Verzoeker heeft geen aanvraag ingediend bij verweerder die ertoe strekt zijn verblijf hier te lande te legaliseren. Desgevraagd werd bij gelegenheid van de mondelinge behandeling zijdens verzoeker verklaard dat een aanvraag voor een verblijfsvergunning thans wordt overwogen, maar dat eerst getracht wordt documenten te vergaren. Het Gerecht stelt vast dat verzoeker reeds rijkelijk lang wacht met het indienen van enige aanvraag en dus in elk geval uit dien hoofde nog geen enkele toetsbare informatie heeft verschaft.
3.11
Ook in de onderhavige procedure zijn de nodige gegevens niet of nauwelijks aangereikt, hoewel daartoe de gelegenheid heeft bestaan. In het onderhavig verzoekschrift is tot uitgangspunt genomen dat verzoeker Syriër is, zonder dat dit op voldoende is onderbouwd of aannemelijk gemaakt. Er is geen begin gemaakt met het schetsen van een relaas ten aanzien van de reden voor de gestelde vlucht uit het gestelde land van herkomst, anders dan een impliciete verwijzing naar de algemene situatie in Syrië. Het reisrelaas van verzoeker is onduidelijk en vol hiaten gebleven. Het verzoekschrift en de overgelegde stukken bevatten daarover nauwelijks enige informatie. Meer dan summiere antwoorden op zitting zijn in aanvulling hierop niet gegeven. Uit dit alles valt slechts als zijn verklaring het volgende op te maken. Verzoeker is naar hij thans verklaart allereerst op enige wijze naar Brazilië is gereisd, heeft daar asiel aangevraagd maar is aldaar door toedoen van een onbetrouwbaar persoon zijn Syrische paspoort kwijtgeraakt. Vervolgens is hij met een vals Israëlisch paspoort naar Paraguay gereisd. Daar heeft hij, op aangeven van de aanklager, asiel aangevraagd om strafrechtelijke veroordeling voor de valse reisdocumenten te voorkomen. Tot een beslissing op die aanvraag is het evenwel niet gekomen. Een rechter zou hebben gezegd dat hij beter kan vertrekken.

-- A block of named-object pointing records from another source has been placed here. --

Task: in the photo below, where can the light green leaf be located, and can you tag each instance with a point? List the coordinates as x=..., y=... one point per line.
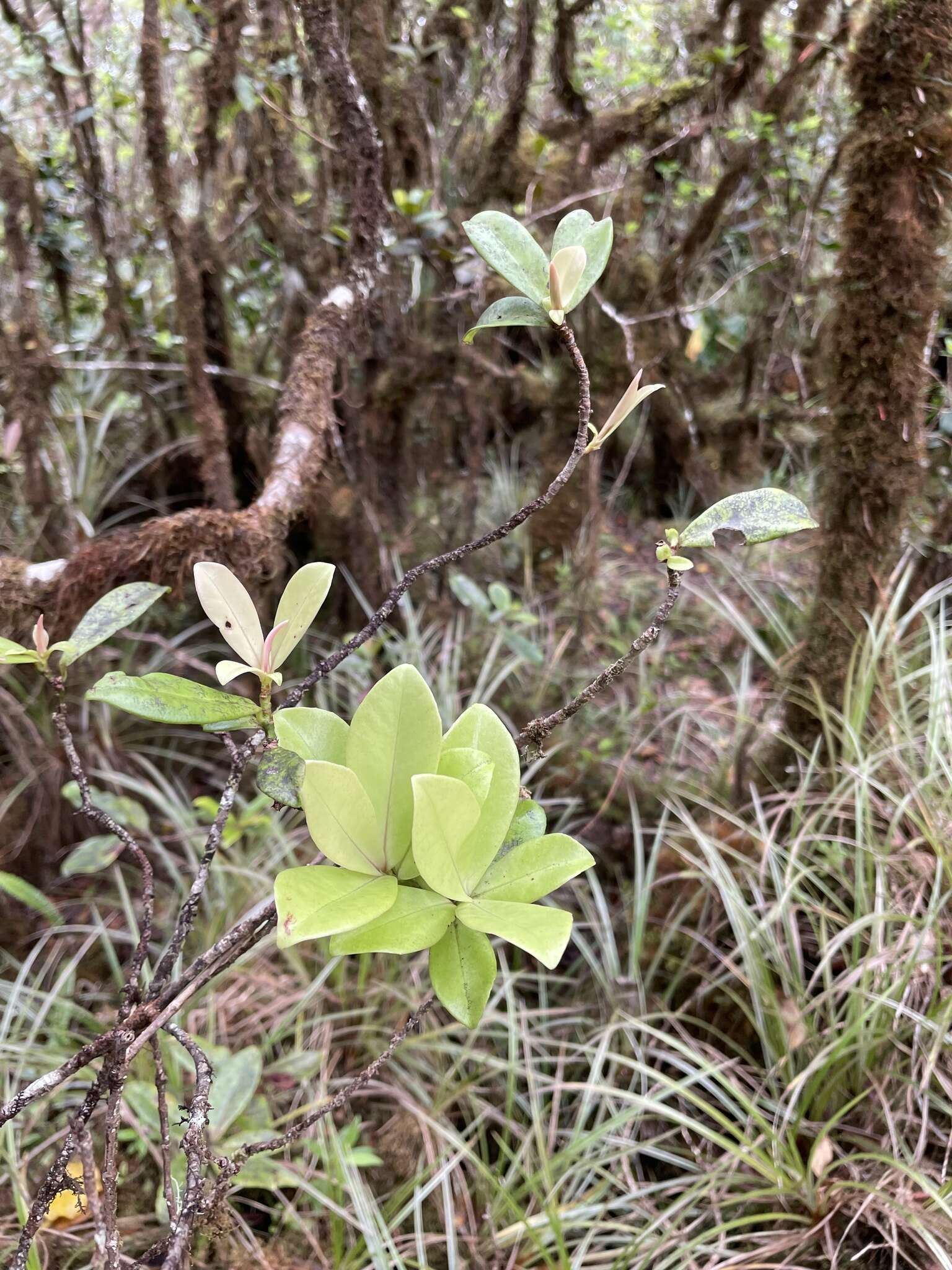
x=92, y=856
x=416, y=921
x=232, y=1089
x=395, y=734
x=299, y=607
x=579, y=229
x=470, y=766
x=340, y=818
x=323, y=900
x=18, y=888
x=479, y=728
x=311, y=733
x=112, y=614
x=512, y=252
x=230, y=607
x=540, y=931
x=509, y=311
x=122, y=808
x=169, y=699
x=15, y=654
x=446, y=813
x=280, y=775
x=462, y=970
x=534, y=869
x=528, y=822
x=759, y=515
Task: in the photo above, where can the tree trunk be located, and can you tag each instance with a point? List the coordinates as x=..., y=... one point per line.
x=894, y=221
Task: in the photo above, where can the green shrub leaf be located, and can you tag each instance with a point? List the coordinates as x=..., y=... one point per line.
x=534, y=869
x=509, y=311
x=479, y=728
x=280, y=775
x=340, y=818
x=416, y=920
x=446, y=813
x=512, y=252
x=579, y=229
x=462, y=972
x=170, y=699
x=112, y=614
x=323, y=900
x=18, y=888
x=540, y=931
x=311, y=733
x=759, y=515
x=299, y=607
x=394, y=735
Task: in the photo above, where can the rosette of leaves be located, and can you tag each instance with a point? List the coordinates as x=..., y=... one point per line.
x=428, y=842
x=173, y=700
x=550, y=286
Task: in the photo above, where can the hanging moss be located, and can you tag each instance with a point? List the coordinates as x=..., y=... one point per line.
x=896, y=168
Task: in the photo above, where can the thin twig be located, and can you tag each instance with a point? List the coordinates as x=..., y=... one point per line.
x=536, y=732
x=374, y=624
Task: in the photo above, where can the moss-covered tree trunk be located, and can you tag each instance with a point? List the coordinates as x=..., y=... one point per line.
x=895, y=219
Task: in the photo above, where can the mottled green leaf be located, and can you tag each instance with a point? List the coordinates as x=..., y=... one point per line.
x=534, y=869
x=479, y=728
x=444, y=814
x=340, y=818
x=416, y=920
x=579, y=229
x=394, y=735
x=299, y=607
x=535, y=929
x=311, y=733
x=759, y=515
x=509, y=311
x=470, y=766
x=123, y=809
x=18, y=888
x=462, y=970
x=280, y=775
x=93, y=855
x=512, y=252
x=112, y=614
x=323, y=900
x=230, y=607
x=169, y=699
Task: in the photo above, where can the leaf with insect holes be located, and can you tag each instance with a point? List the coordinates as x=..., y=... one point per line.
x=92, y=856
x=170, y=699
x=280, y=775
x=395, y=734
x=312, y=733
x=230, y=607
x=535, y=929
x=509, y=311
x=446, y=812
x=470, y=766
x=112, y=614
x=340, y=817
x=534, y=869
x=18, y=888
x=299, y=607
x=479, y=728
x=462, y=972
x=579, y=229
x=512, y=252
x=15, y=654
x=416, y=921
x=759, y=515
x=322, y=900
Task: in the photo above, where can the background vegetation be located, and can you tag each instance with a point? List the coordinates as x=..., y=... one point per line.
x=743, y=1060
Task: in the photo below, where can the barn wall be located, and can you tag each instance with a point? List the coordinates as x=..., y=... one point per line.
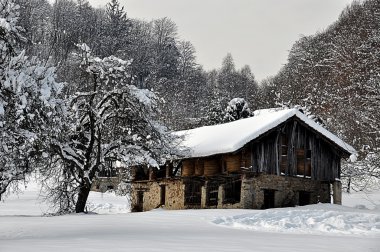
x=285, y=151
x=286, y=191
x=174, y=196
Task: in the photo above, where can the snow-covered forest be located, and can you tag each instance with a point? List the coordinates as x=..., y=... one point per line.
x=82, y=86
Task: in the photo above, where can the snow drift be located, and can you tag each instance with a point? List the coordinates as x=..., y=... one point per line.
x=312, y=219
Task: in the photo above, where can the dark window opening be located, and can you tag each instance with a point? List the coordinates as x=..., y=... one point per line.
x=193, y=193
x=139, y=202
x=268, y=199
x=304, y=198
x=232, y=192
x=300, y=161
x=163, y=195
x=141, y=173
x=308, y=154
x=107, y=172
x=212, y=193
x=284, y=153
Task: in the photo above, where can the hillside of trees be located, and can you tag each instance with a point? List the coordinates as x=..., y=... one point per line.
x=76, y=55
x=335, y=74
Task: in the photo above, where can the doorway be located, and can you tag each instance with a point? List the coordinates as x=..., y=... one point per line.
x=268, y=198
x=163, y=195
x=304, y=198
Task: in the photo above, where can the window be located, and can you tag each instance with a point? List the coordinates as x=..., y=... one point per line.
x=163, y=195
x=193, y=193
x=212, y=193
x=268, y=199
x=232, y=192
x=304, y=198
x=284, y=153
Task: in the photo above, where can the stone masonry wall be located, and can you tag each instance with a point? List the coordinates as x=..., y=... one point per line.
x=174, y=194
x=286, y=192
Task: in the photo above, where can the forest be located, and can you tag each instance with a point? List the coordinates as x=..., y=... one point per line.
x=82, y=86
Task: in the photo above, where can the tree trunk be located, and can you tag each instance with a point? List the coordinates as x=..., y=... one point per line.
x=82, y=199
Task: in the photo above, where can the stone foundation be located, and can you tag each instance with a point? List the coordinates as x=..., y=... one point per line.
x=258, y=192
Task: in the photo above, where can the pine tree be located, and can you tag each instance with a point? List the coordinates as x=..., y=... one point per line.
x=107, y=119
x=30, y=112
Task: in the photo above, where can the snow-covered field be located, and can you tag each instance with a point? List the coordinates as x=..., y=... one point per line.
x=322, y=227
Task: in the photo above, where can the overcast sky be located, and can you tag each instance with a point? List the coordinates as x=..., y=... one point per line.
x=258, y=33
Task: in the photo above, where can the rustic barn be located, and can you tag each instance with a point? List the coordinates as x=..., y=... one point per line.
x=277, y=158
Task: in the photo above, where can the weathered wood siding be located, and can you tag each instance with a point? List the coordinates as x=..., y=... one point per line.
x=292, y=149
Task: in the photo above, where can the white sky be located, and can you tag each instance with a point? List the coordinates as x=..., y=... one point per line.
x=259, y=33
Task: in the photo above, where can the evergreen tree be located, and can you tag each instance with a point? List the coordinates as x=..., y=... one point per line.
x=30, y=112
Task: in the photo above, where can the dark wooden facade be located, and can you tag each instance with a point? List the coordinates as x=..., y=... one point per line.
x=288, y=165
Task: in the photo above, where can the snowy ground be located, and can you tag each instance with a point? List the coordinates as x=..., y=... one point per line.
x=322, y=227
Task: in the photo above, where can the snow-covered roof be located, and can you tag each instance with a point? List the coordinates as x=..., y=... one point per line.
x=230, y=137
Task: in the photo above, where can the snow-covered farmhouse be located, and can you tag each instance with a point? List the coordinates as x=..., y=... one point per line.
x=277, y=158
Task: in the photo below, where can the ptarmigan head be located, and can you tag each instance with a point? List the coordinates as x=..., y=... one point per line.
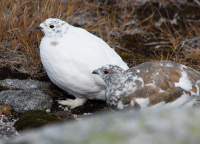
x=111, y=74
x=54, y=28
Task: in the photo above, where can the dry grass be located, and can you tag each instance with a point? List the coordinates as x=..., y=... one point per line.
x=20, y=41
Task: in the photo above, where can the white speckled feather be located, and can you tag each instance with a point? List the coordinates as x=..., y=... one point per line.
x=152, y=84
x=70, y=54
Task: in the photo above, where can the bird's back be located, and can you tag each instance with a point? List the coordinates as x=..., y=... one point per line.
x=160, y=83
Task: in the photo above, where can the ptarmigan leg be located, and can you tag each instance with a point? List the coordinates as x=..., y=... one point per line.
x=72, y=103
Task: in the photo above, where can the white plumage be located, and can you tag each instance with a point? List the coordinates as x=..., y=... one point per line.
x=151, y=84
x=70, y=54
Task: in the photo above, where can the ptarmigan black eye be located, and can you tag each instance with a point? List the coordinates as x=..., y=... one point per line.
x=51, y=26
x=106, y=71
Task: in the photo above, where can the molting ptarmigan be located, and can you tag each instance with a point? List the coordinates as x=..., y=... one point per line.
x=150, y=84
x=69, y=55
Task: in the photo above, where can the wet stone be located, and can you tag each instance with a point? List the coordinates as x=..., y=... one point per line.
x=24, y=100
x=24, y=84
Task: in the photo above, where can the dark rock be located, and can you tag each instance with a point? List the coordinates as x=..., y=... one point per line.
x=24, y=100
x=24, y=84
x=33, y=119
x=62, y=114
x=151, y=126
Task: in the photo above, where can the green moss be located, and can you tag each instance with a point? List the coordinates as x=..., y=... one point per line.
x=34, y=118
x=105, y=137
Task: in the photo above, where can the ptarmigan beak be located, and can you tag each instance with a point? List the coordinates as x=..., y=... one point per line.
x=95, y=72
x=39, y=27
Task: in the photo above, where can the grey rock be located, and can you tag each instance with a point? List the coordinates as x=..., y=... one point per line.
x=24, y=84
x=24, y=100
x=150, y=126
x=6, y=129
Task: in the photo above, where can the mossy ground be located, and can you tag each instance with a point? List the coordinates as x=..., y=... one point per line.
x=165, y=27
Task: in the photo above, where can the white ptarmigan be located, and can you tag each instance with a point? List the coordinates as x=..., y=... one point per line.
x=151, y=84
x=70, y=54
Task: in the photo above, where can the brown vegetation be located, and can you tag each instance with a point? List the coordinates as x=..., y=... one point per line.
x=139, y=32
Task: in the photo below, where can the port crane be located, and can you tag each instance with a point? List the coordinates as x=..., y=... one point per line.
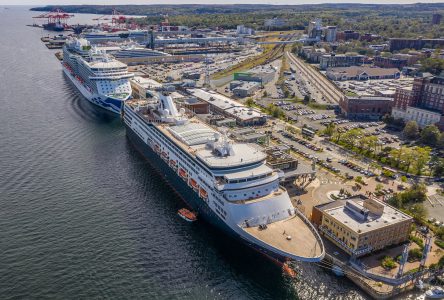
x=56, y=19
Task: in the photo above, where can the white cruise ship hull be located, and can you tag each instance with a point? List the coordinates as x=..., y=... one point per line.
x=103, y=101
x=209, y=209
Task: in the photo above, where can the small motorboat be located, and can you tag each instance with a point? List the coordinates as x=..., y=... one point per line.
x=435, y=293
x=288, y=270
x=187, y=215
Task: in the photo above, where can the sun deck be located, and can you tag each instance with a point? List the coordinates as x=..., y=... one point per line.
x=303, y=245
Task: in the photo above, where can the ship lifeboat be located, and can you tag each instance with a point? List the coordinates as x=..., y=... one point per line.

Vervolgens is verzoeker met een vals Grieks paspoort naar de Dominicaanse Republiek gereisd, en vanuit daar naar Haïti, waar hij het vliegtuig naar Sint Maarten heeft genomen met de bedoeling door te reizen naar zijn in Europa verblijvende familie.
3.12
De vele vragen die dit relaas oproept zijn door verzoeker onbeantwoord gelaten. Dit relaas van de afgelegde reis strookt niet met de stempels in het valse Griekse paspoort en de datum van indiening van het asielverzoek in Paraguay. De door verzoeker overgelegde verklaring van de UNHCR spreekt van een verkregen bevestiging, dat verzoeker als vluchteling is erkend door de regering in Paraguay, maar volgens verzoeker is dat niet waar. Daarmee zegt verzoeker feitelijk dat de enige toetsbare onderbouwing die hij heeft verstrekt van zijn relaas op een belangrijk onderdeel onjuist is, zonder hiervoor een plausibele verklaring te geven. De bedoelde brief rept overigens niet van de ISIS-verdenking die jegens verzoeker in Haïti zou bestaan, terwijl volgens verzoeker die volgens verzoeker wezenlijke informatie juist van UNHCR afkomstig zou zijn.
3.13
Conclusie naar aanleiding van bovenstaande overwegingen is dat verzoeker niet aannemelijk heeft gemaakt, dat hij met uitzetting naar welk land dan ook een reëel risico loopt op een bij artikel 3 EVRM verboden behandeling.
3.14
Aan verzoeker kan worden toegegeven dat ingevolge het beleid van verweerder (Richtlijnen van mei 2012, paragraaf 11.71.1) verwijdering slechts mogelijk is naar een land buiten Sint Maarten, waar toelating gewaarborgd is. De vraag ligt voor of dit op zichzelf een grond of aanleiding is om een voorlopige voorziening te geven. Het Gerecht beantwoordt deze vraag ontkennend, onder verwijzing naar bovenstaande overwegingen. De daartoe dienende stelling van verzoeker, dat het land waarheen verweerder heeft gepoogd hem te verwijderen, Haïti, hem niet zal toelaten, is van de nodige onderbouwing verstoken gebleven.
3.15
Gelet op voorgaande zal het verzoek worden afgewezen.

4.De beslissing

Het Gerecht:
4.1
wijst het verzoek af.
Deze uitspraak is gedaan door mr. K. Mans, rechter in het Gerecht in eerste aanleg van Sint Maarten, en uitgesproken in het openbaar in tegenwoordigheid van de griffier op 1 februari 2016 .
Tegen deze beslissing is geen hoger beroep mogelijk.